Catch EsHadoopSerializationException while saving from spark

(Sushant Hiray) #1


I'm currently trying to load some data into elastic search. I'm using the following snippet to write to ES

// input here is an rdd of json string
EsSpark.saveJsonToEs(input, "offers/product", Map[String, String]("" -> "lumi_name"))
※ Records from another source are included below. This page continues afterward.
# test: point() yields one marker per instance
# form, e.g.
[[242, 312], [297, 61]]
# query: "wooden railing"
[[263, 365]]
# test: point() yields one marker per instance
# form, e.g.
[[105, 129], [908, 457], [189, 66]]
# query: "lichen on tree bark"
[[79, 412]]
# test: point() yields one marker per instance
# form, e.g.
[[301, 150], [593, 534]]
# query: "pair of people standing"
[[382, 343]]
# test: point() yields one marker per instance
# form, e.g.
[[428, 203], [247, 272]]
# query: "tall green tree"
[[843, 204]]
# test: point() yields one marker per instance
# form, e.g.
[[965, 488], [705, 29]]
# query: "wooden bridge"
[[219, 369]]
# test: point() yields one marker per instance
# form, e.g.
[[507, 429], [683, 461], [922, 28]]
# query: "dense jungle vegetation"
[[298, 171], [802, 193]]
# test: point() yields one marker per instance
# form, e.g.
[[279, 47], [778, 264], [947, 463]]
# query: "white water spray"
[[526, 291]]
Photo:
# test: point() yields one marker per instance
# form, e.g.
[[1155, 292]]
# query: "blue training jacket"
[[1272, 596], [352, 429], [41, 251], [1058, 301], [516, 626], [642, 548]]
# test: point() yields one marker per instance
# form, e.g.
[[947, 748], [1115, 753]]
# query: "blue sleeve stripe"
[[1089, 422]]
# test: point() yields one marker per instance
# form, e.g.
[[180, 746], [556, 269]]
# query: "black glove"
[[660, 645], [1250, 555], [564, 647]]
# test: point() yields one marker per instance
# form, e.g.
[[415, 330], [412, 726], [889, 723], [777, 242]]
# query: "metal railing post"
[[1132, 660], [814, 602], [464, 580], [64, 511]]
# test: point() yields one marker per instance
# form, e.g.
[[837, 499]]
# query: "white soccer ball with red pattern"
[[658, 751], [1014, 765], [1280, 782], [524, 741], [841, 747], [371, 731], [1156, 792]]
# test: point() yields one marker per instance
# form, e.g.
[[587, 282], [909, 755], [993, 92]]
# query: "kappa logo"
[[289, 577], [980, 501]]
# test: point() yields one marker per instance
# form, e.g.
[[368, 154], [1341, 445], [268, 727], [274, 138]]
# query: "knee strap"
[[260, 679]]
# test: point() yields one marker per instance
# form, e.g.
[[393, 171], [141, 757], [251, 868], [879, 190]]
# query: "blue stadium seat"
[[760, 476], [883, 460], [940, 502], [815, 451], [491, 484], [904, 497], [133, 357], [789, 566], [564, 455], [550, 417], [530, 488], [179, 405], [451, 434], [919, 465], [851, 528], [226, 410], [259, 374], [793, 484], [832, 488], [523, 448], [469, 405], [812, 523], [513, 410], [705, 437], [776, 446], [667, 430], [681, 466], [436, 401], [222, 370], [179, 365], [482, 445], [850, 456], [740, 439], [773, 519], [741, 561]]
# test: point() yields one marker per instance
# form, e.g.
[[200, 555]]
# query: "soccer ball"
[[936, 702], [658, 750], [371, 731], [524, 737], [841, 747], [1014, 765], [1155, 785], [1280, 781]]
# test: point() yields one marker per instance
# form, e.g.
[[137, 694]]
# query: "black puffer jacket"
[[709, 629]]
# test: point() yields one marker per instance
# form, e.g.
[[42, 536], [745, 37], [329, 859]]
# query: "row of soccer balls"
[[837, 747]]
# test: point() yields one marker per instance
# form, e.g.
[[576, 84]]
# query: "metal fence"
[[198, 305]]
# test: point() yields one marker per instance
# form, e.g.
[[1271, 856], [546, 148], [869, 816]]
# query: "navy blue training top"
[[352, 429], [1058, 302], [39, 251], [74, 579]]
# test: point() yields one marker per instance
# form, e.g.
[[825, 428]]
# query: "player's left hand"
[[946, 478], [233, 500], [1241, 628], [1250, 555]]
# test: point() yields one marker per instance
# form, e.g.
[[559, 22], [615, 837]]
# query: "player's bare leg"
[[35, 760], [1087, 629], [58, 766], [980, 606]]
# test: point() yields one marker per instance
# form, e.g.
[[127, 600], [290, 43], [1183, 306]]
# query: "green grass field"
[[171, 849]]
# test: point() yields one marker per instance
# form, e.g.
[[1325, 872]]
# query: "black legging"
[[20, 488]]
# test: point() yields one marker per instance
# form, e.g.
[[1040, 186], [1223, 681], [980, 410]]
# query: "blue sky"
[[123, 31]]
There seems to be some data strings which cause the job to fail

6/11/21 15:21:27 ERROR Executor: Exception in task 5021.3 in stage 1.0 (TID 42312)
org.elasticsearch.hadoop.serialization.EsHadoopSerializationException: org.codehaus.jackson.JsonParseException: Unexpected character ('h' (code 104)): was expecting comma to separate OBJECT entries
at [Source: [B@1a1d6f03; line: 1, column: 20]
at org.elasticsearch.hadoop.serialization.json.JacksonJsonParser.nextToken(
at org.elasticsearch.hadoop.serialization.ParsingUtils.doFind(
at org.elasticsearch.hadoop.serialization.ParsingUtils.values(
at org.elasticsearch.hadoop.serialization.field.JsonFieldExtractors.process(
at org.elasticsearch.hadoop.serialization.bulk.JsonTemplatedBulk.preProcess(
at org.elasticsearch.hadoop.serialization.bulk.TemplatedBulk.write(

Is there a way I can catch this error while writing to ES, so that the job doesn't fail but I can gracefully handle bad data?


(James Baiera) #2

@sushant Right now the connector does not provide any failure hooks for bad data. I would instead recommend preemptively checking and remediating the JSON before it is sent out to the connector.

(Sushant Hiray) #3

@james.baiera Thanks for the clarification.

(system) #4

This topic was automatically closed 28 days after the last reply. New replies are no longer allowed.